I got up and went into the living room. I lay down on the floor next to Collin’s sofa, feeling like I was protecting him: his older sister, there beside him if he should wake upset because his uncle was dead. I was desperate to fall asleep quickly. If I was asleep when Joey woke and realized I wasn’t in bed anymore, it would prove me innocent of fear and suspicion; a suspicious, frightened person wouldn’t, obviously, be able to sleep. But my mind raced in circles around the picture of me sleeping, and vulnerable.

Joey came out of the bedroom. He was wearing pajama bottoms. I knew immediately that he’d been wearing them all along, and I felt my face flush hot. Of course he wouldn’t have betrayed Cici’s trust—especially at a time like this.
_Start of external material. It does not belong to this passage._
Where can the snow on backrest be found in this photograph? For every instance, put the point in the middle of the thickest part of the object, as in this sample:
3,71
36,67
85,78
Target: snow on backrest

“What are you doing on the floor? You’ll be more comfortable in the bed.”

“I’m fine here,” I stammered. “I want to be next to Collin.”

“I’m not going to touch you,” he said. There it was—he could read my mind. “There’s nothing to be afraid of.”

“I’m not,” I said, backpedaling desperately. I didn’t want him to tell Cici that I didn’t trust him, because she would think that meant that I didn’t trust her. “You know…Stephan. I just want to be with Collin.”

Collin was waking up by this time, befuddled and sleepy. I shushed him in what I hoped was a concerned-looking, big-sisterly way. Joey shrugged and went back to bed.

I didn’t tell Cici, of course. I didn’t tell anyone, such as Aunt
Dorothy or Anjelica, because I didn’t want Cici to look bad—or worse, give them the idea that I wasn’t safe with her. I was supposed to be no trouble. No harm had come to me. I think Joey told her, though—because soon afterward he disappeared from our lives.

I was used to Cici drinking rather than eating. She’d stand at the open fridge door and swig fruit juice and liquid protein, which came in evil-looking plastic bottles covered with writing to give the stuff scientific credibility. After Stephan’s death, the trips to the fridge were for grapefruit juice and vodka. I didn’t think much of it; grapefruit juice was normal in the mornings, and every freezer I’d ever known was stocked with Stolichnaya. I never saw her drunk; she just wasn’t really there.

In place of Maricela, we now had Ana Maria and Eduardo. They had an air of concealed malevolence which Cici, clouded by grief and desperate for help in looking after us, couldn’t see. I guessed that they resented us for being spoiled American kids.

One day Collin and I were in my room playing with Snowflake, our dog, a Samoyed. She loved to ride in the back of the pickup truck with us, and her black mouth looked like it was always laughing. We had the lunging whip from the tack room, an eight-foot-long snake of leather, and we were wiggling it across the floor. Snowflake yelped as she tried to trap it between her paws. The door was closed, probably because we always closed it against Ana Maria and Eduardo, since they had a way of staring in at us as if we were doing something wrong.

Suddenly the door slammed open and Cici stormed in, grabbed the whip from my hand, and slashed it across our legs.

“Don’t you ever whip an animal!”

“We weren’t—” I started.

“Ana Maria said you were whipping Snowflake. She could hear her crying.” I could see Ana Maria in the hallway outside, looking pleased with herself.